Let’s first look at the core difference:

Taiwan stocks have a trading unit of 1 lot = 1000 shares, whereas US stocks are traded directly per share. What does this lead to?

Taking TSMC as an example:

  • Buying one lot of Taiwan stocks (2330): stock price NT$561 × 1000 shares = NT$560,000
  • Buying one share of US stocks (TSM): stock price US$95 × 1 share = about NT$3,000

The same company, but the transaction cost differs by a factor of 20. That’s why many people think Taiwan stocks are “expensive” and US stocks are “cheap.”

How much is one share? Just look at the current market price

Many people confuse “par value” and “stock price,” but they are two different things:

Par value is just a historical record, representing the price set when the company initially issued the stock. Most Taiwanese stocks have a par value of NT$10, but this has little impact on the current stock price.

Stock price is what you really need to pay attention to; it represents how much investors are willing to pay for one share at the moment. Stock prices fluctuate in real-time based on the company’s profitability, market expectations, and investor sentiment.

How to see how much one share costs?

Simply check the “current market price” on your trading software.

For example: On April 30, 2024, Taiwan Cement (1101.TW) shows a stock price of NT$32.10, which means one share of Taiwan Cement was worth NT$32.10 at that time.

Similarly, Tesla (TSLA) in US stocks at a certain moment is priced at US$254.11, indicating one share of Tesla at that time costs US$254.11.

It’s worth noting that Tesla was only US$101.81 per share at the beginning of 2023, rising to US$254.11 by August. In less than 7 months, the stock price doubled, reflecting real-time market expectations.

Unique to Taiwan Stocks|What exactly is a “lot”?

The concept of a “lot” in Taiwan stocks is quite special. One lot equals 1000 shares, which is the standard trading volume in Taiwan.

But this creates a problem: ordinary retail investors often cannot afford to buy a full lot.

If TSMC’s stock price is NT$561, buying one lot costs NT$561 × 1000 = NT$560,000. That’s too high for most investors.

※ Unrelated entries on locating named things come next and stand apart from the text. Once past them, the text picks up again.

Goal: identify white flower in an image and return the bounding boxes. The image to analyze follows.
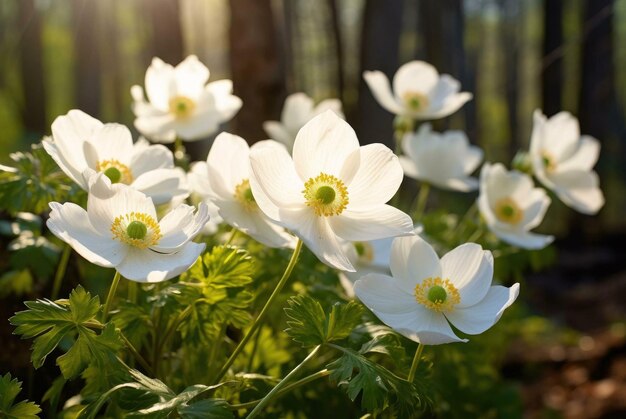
[131,55,242,143]
[478,163,554,249]
[47,174,209,282]
[363,61,472,119]
[530,110,604,214]
[400,124,483,192]
[250,111,413,271]
[194,132,294,247]
[354,236,519,345]
[263,93,343,152]
[43,109,189,204]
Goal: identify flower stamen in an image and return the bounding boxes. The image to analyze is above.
[495,197,524,224]
[234,179,259,211]
[415,277,461,312]
[111,212,162,249]
[302,173,349,217]
[96,159,133,185]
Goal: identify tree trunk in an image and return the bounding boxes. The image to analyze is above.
[230,0,285,143]
[19,0,49,136]
[72,0,102,118]
[541,0,563,116]
[354,0,403,149]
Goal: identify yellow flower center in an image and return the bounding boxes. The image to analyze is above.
[541,150,556,172]
[169,96,196,119]
[111,212,162,249]
[495,197,524,224]
[402,92,430,112]
[96,159,133,185]
[235,179,259,211]
[354,242,374,262]
[415,277,461,312]
[302,173,349,217]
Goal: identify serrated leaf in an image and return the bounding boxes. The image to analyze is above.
[9,286,121,379]
[285,295,363,347]
[0,373,41,419]
[328,345,425,414]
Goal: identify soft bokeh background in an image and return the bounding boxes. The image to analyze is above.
[0,0,626,417]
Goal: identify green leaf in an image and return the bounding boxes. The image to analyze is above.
[285,295,363,347]
[9,286,121,379]
[0,373,41,419]
[0,144,80,215]
[328,345,425,417]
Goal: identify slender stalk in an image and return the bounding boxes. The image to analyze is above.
[407,343,424,383]
[215,239,302,382]
[248,345,321,419]
[52,244,72,301]
[228,369,331,410]
[413,182,430,221]
[102,271,121,323]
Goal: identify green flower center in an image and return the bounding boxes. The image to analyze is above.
[104,167,122,183]
[126,221,148,240]
[426,285,448,303]
[315,185,337,205]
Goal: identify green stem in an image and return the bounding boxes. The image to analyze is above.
[102,271,121,323]
[52,244,72,301]
[215,239,302,382]
[248,345,321,419]
[228,369,331,410]
[407,343,424,383]
[413,182,430,221]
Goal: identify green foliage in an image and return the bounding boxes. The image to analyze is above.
[78,370,233,419]
[0,373,41,419]
[0,144,79,215]
[285,295,363,348]
[10,286,121,379]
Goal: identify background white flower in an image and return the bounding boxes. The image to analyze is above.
[530,110,604,214]
[363,61,472,119]
[196,132,294,247]
[478,163,554,249]
[43,109,189,204]
[354,236,519,345]
[400,124,483,192]
[47,174,209,282]
[250,111,413,271]
[263,93,343,152]
[131,55,242,143]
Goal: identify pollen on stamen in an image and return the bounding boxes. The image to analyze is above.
[302,173,349,217]
[111,212,162,249]
[415,277,461,312]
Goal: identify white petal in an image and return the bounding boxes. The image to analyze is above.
[145,57,175,112]
[130,143,174,178]
[441,243,493,308]
[557,135,600,172]
[250,145,304,215]
[389,236,441,295]
[151,202,209,253]
[131,168,189,205]
[393,61,439,100]
[490,230,554,250]
[549,170,604,214]
[116,242,205,282]
[263,121,295,150]
[363,71,405,115]
[293,111,359,184]
[328,205,413,241]
[354,273,419,314]
[446,284,519,335]
[346,144,403,209]
[46,202,126,268]
[174,55,209,99]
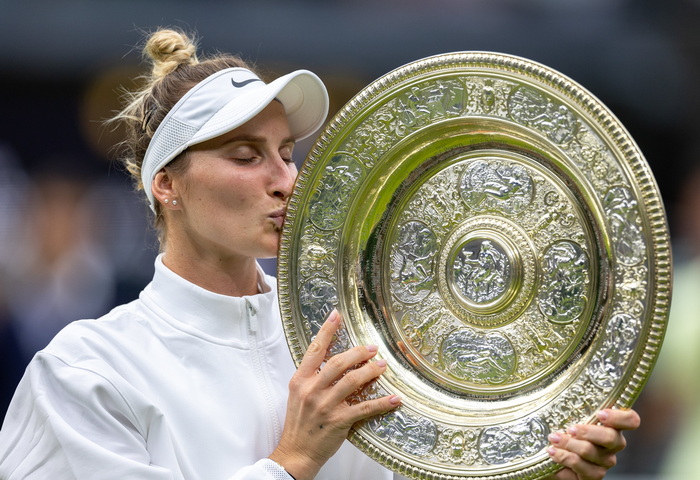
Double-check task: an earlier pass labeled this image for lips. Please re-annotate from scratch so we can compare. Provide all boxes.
[270,208,287,230]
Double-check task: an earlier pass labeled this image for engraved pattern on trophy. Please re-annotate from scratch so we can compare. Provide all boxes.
[397,293,454,356]
[367,408,437,457]
[395,79,465,137]
[465,76,514,118]
[508,86,577,143]
[459,160,533,214]
[588,313,640,390]
[538,240,589,323]
[603,186,646,265]
[452,238,511,304]
[309,153,364,230]
[298,225,340,279]
[479,417,549,465]
[390,220,438,303]
[385,152,594,395]
[440,328,517,385]
[299,277,338,336]
[281,55,668,480]
[433,428,481,465]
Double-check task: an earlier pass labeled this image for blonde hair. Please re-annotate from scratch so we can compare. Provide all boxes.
[108,28,254,240]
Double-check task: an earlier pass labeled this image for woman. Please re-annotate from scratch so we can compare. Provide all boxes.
[0,30,638,480]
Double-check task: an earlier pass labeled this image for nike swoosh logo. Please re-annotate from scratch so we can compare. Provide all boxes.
[231,78,262,88]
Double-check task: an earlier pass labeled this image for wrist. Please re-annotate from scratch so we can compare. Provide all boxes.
[260,458,297,480]
[268,452,320,480]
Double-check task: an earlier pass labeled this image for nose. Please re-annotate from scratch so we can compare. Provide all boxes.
[270,157,297,200]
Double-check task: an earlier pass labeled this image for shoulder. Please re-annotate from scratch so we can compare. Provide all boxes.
[40,300,148,365]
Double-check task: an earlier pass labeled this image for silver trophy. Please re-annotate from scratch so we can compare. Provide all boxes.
[278,52,671,479]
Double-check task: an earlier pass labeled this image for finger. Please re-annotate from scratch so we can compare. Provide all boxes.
[545,468,578,480]
[547,446,614,480]
[597,408,641,430]
[318,345,377,386]
[297,309,340,376]
[549,426,617,466]
[345,395,401,425]
[566,424,627,452]
[331,359,386,402]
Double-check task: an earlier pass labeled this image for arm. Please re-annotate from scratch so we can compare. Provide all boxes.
[270,311,401,480]
[548,409,640,480]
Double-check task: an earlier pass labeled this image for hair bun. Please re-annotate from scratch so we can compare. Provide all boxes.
[144,29,198,78]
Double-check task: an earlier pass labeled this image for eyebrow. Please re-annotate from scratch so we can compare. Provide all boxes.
[223,134,296,145]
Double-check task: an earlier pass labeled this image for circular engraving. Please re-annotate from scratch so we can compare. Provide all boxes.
[450,238,512,305]
[278,52,671,480]
[440,329,516,385]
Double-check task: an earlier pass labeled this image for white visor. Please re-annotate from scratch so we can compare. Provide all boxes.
[141,68,328,211]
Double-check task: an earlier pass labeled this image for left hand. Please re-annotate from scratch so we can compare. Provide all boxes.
[547,409,640,480]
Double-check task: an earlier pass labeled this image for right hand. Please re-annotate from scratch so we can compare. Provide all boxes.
[269,310,401,480]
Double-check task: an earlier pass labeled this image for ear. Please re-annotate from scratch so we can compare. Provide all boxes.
[151,168,177,207]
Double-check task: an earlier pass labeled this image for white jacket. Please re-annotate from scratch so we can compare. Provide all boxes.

Therefore, Taiwan stocks offer two trading methods: “Full lots” and “Odd lots”:

  • Full lot trading: starting at 1 lot (1000 shares), high capital requirement but high liquidity
  • Odd lot trading: buying 1–999 shares, lower capital requirement but less liquidity and slower matching

Detailed comparison of the two:

Item Full Lot Trading Odd Lot Trading
Minimum trading unit 1 lot 1 share
Intraday trading hours 09:00-13:30 09:00-13:30
After-hours trading 14:00-14:30 13:40-14:30
Matching method Per-transaction, instant execution Call auction, matched every minute
Advantages High liquidity Low capital barrier
Disadvantages High capital needed Slower execution

US Stocks vs Taiwan Stocks|Comprehensive Trading Rules Comparison

Besides trading units and initial costs, there are many other differences:

Market Feature US Stocks Taiwan Stocks
Trading unit 1 share 1 lot (1000 shares)
Price denomination USD TWD
Price fluctuation limit None (suspended after 10%) No limit
Trading hours 21:30-04:00 (Daylight Saving Time) 09:00-13:30
Trading fees Mostly 0 0.1425%

US stocks have lower trading costs and higher liquidity, but require understanding English and US time zones; Taiwan stocks have higher entry barriers but trading hours align with Taiwan working hours.

What determines the price of one share?

Stock prices are not fixed; they change every second. The main factors influencing them are three:

1. Company fundamentals
Profitability, financial health, and growth potential directly impact stock prices. Companies with strong performance attract buyers, pushing prices higher.

2. Overall economic environment
Interest rates, exchange rates, inflation, GDP, and macroeconomic factors influence investors’ risk appetite and buying decisions. When the economy is good, investors tend to buy; during downturns, they may sell.

3. Market sentiment
Optimistic or pessimistic investor sentiment can drive stock prices in the short term more than fundamentals. Negative news, geopolitical risks, and black swan events can trigger panic selling.

Understanding these factors can help you better judge when to buy or sell.